This is decidedly non-linear behaviour and impossible to predict. The answer is major cloud computing infrastructure providers will need to have considerable excess capacity available on tap at all times to avoid outages. Take Amazon. Web bandwidth to their web services now exceeds to total traffic to all of their other properties. What might have once been a nice remaindering business allowing them to resell their excess capacity is now driving the need for more capacity. They have just a few choices. They can invest in a lot more hardware and lower the margins on their business, or they can implement some strategies to limit the availability of the service to some customers. It strains credulity to think they’ll limit capacity to their retail business. How will they decide? Tiered pricing of some kind?
Think in terms of other unexpected networked events. I’m reminded of financial markets and the law of unintended consequences. Look at today’s housing market. Remember Long Term Capital, a hedge fund with Nobel Laureates who had mathematical proofs they would continue making money. Right up until they unpredictably went bankrupt. BTW, this sort of thing used to happen with the electrical grid too. In both cases, the financial markets and the electrical grid, elaborate means were put into place to artificially inject friction to damp the machine’s oscillations before it could destroy itself. There are elaborate rules in the stock exchanges about shorting stocks that are falling. They inject a form of friction back into those markets to prevent total free fall.

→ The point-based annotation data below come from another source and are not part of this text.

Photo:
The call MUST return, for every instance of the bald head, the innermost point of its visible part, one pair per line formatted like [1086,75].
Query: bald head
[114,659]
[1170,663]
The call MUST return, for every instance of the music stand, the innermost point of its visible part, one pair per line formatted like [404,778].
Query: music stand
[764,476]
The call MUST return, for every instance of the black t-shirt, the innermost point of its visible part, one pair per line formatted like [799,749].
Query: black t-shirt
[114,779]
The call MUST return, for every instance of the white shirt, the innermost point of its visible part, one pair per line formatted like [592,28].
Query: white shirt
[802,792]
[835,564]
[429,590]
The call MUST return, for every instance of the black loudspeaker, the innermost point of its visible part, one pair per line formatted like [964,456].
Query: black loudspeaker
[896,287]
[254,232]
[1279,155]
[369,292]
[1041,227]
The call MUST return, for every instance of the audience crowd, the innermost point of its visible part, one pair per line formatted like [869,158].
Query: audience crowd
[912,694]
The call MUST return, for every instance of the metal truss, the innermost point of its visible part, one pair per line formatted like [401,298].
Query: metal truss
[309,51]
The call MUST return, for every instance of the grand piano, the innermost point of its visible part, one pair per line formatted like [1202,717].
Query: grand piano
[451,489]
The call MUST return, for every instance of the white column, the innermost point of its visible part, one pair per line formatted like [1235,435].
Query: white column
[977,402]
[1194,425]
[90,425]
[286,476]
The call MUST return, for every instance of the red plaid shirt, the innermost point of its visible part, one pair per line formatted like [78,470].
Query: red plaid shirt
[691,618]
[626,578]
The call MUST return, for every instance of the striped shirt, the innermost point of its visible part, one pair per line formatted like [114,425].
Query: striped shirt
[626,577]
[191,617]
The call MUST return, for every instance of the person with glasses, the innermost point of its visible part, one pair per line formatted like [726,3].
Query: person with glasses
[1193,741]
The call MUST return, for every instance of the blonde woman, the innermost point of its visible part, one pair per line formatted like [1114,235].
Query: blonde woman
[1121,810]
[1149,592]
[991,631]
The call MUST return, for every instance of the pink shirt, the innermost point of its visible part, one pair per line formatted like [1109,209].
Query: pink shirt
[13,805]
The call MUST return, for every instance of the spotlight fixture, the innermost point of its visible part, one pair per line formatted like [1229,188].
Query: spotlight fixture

Perhaps this points the way to new technology for Cloud Computing infrastructure. A gentle injection of the right kind of friction at the right point for a limited time might prevent suddenly massive spikes and outages. It’s an area ripe for innovation. Meanwhile, Amazon could sorely use some competition. If a customer could contract for emergency capacity from elsewhere, or even better, if the Cloud Computing Providers could share slack capacity as the electrical companies do, it would be tremendously helpful when the inevitable load spikes arrive.